La commission des lois du Sénat a examiné mercredi 16 décembre 2015 le projet de loi « déontologie » des fonctionnaires, et propose d’apporter plusieurs modifications à la version de l’Assemblée nationale. Des changements qui concernent les reçus-collés, les titularisations, les recrutements sans concours des agents de catégorie C, les centres des gestion, etc. Le projet de loi sera examiné en séance publique le 26 janvier 2016.

 

Alain Vasselle, le rapporteur (LR, Oise) pour la commission des lois du Sénat, qui a repris le flambeau Françoise Descamps-Crognier (Socialiste, républicain et citoyen, Yvelines), n’est pas sur la même longueur d’onde que son homologue de l’Assemblée nationale.

Reçus-collés : montrer patte blanche chaque année

Dans son rapport établi pour la commission des lois du Sénat, il n’est notamment pas convaincu par l’allongement de la durée de validité de l’inscription sur les listes d’aptitude pour lutter contre le phénomène des reçus-collés. Le jugeant « inapproprié », le rapporteur propose de « renforcer les conditions de maintien sur ces listes afin que n’y figurent que les seules personnes toujours à la recherche d’un emploi ». Il estime que le traitement du « stock » des « reçus-collés » relève davantage de bonnes pratiques dans l’organisation des concours et nécessite prioritairement un suivi du parcours des lauréats.

Concrètement, les agents seraient tenus de justifier chaque année leur maintien sur les listes d’aptitude. « 90 % des personnes inscrites sur ces listes ont en réalité trouvé un poste.
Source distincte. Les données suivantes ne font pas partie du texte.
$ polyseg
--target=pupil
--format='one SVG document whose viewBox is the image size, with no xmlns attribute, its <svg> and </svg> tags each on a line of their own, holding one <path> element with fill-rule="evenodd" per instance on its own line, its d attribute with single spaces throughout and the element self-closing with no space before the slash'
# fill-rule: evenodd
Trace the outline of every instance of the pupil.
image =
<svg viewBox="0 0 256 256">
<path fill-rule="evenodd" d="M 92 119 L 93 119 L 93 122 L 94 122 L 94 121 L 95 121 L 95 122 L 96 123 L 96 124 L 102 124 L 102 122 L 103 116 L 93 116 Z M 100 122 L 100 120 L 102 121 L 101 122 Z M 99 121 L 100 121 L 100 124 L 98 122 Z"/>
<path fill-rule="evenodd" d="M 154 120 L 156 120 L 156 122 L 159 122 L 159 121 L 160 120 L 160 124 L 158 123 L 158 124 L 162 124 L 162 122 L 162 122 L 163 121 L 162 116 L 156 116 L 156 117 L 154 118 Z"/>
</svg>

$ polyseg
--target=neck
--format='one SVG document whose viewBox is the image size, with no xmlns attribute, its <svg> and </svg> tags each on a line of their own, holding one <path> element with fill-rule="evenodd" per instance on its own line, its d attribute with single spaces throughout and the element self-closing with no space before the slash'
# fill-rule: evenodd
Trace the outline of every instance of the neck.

Avec cette méthode, le prétendu stock va se dégonfler de manière très importante », estime le sénateur, qui s’exprimait lors d’une conférence de presse mercredi 16 décembre.

Préserver les marges de manœuvre des employeurs

Pour résumer le rapport, les droits des agents renforcés par ce projet de loi « doivent toutefois être conciliés avec les impératifs des employeurs publics, le contexte de tension des finances publiques conduisant ces derniers à rénover l’organisation et la gestion de leurs ressources humaines ». Alain Vasselle s’est donc attaché à préserver les marges de manœuvre des employeurs.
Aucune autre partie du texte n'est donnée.